Azure Data Factory allows you to create pipelines that orchestrate multiple data transformations and manage them as a single unit. Batch endpoints are an excellent candidate to become a step in such a processing workflow.
In this article, learn how to use batch endpoints in Azure Data Factory activities by relying on the Web Invoke activity and the REST API.
Tip
When you use data pipelines in Fabric, you can invoke batch endpoint directly by using the Azure Machine Learning activity. Use Fabric for data orchestration whenever possible to take advantage of the newest capabilities. The Azure Machine Learning activity in Azure Data Factory can only work with assets from Azure Machine Learning V1. For more information, see Run Azure Machine Learning models from Fabric, using batch endpoints (preview).
Prerequisites
A model deployed as a batch endpoint. Use the heart condition classifier created in Using MLflow models in batch deployments.
An Azure Data Factory resource. To create a data factory, follow the steps in Quickstart: Create a data factory by using the Azure portal.
After creating your data factory, browse to it in the Azure portal and select Launch studio:
Authenticate against batch endpoints
Azure Data Factory can invoke the REST APIs of batch endpoints by using the Web Invoke activity. Batch endpoints support Microsoft Entra ID for authorization, and the request made to the APIs requires proper authentication handling. For more information, see Web activity in Azure Data Factory and Azure Synapse Analytics.
You can use a service principal or a managed identity to authenticate against batch endpoints. Use a managed identity because it simplifies the use of secrets.

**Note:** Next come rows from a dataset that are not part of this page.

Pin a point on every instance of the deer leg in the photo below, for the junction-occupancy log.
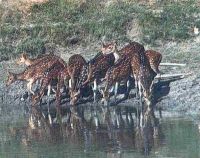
(58, 100)
(48, 103)
(29, 86)
(141, 104)
(95, 90)
(127, 89)
(115, 92)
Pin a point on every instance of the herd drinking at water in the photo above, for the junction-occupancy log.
(110, 67)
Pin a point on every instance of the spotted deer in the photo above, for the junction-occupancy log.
(31, 73)
(140, 65)
(94, 71)
(153, 56)
(24, 59)
(76, 65)
(117, 73)
(154, 60)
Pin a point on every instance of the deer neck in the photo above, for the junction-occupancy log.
(20, 76)
(117, 55)
(28, 62)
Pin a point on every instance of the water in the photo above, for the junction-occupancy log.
(113, 136)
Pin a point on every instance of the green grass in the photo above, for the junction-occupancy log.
(59, 21)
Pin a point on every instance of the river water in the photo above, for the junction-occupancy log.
(110, 134)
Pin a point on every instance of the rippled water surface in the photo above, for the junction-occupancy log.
(114, 137)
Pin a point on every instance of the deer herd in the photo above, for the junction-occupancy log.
(110, 67)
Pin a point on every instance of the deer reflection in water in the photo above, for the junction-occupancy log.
(114, 133)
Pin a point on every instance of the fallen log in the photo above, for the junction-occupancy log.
(181, 75)
(172, 64)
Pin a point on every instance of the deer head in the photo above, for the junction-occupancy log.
(22, 59)
(74, 96)
(35, 99)
(105, 98)
(109, 48)
(11, 78)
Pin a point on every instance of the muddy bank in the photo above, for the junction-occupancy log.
(174, 97)
(177, 97)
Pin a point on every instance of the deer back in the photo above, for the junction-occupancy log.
(154, 59)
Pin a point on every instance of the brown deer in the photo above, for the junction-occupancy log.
(154, 60)
(153, 56)
(24, 59)
(117, 73)
(95, 70)
(32, 73)
(141, 68)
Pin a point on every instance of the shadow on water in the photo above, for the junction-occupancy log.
(93, 130)
(109, 129)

You can use Azure Data Factory managed identity to communicate with batch endpoints. In this case, you only need to make sure that you deployed your Azure Data Factory resource with a managed identity.
If you don't have an Azure Data Factory resource or you already deployed it without a managed identity, follow this procedure to create it: System-assigned managed identity.
Caution
You can't change the resource identity in Azure Data Factory after deployment. If you need to change the identity of a resource, you must recreate the resource.
After deployment, grant access for the managed identity of the resource you created to your Azure Machine Learning workspace. See Grant access. In this example, the service principal requires:
- Permission in the workspace to read batch deployments and perform actions over them.
- Permissions to read and write in data stores.
- Permissions to read in any cloud location (storage account) indicated as a data input.
About the pipeline
In this example, you create a pipeline in Azure Data Factory that can invoke a given batch endpoint over some data. The pipeline communicates with Azure Machine Learning batch endpoints by using REST. For more information about how to use the REST API of batch endpoints, see Create jobs and input data for batch endpoints.
The pipeline looks as follows:
The pipeline contains the following activities:
Run Batch-Endpoint: A Web Activity that uses the batch endpoint URI to invoke it. It passes the input data URI where the data is located and the expected output file.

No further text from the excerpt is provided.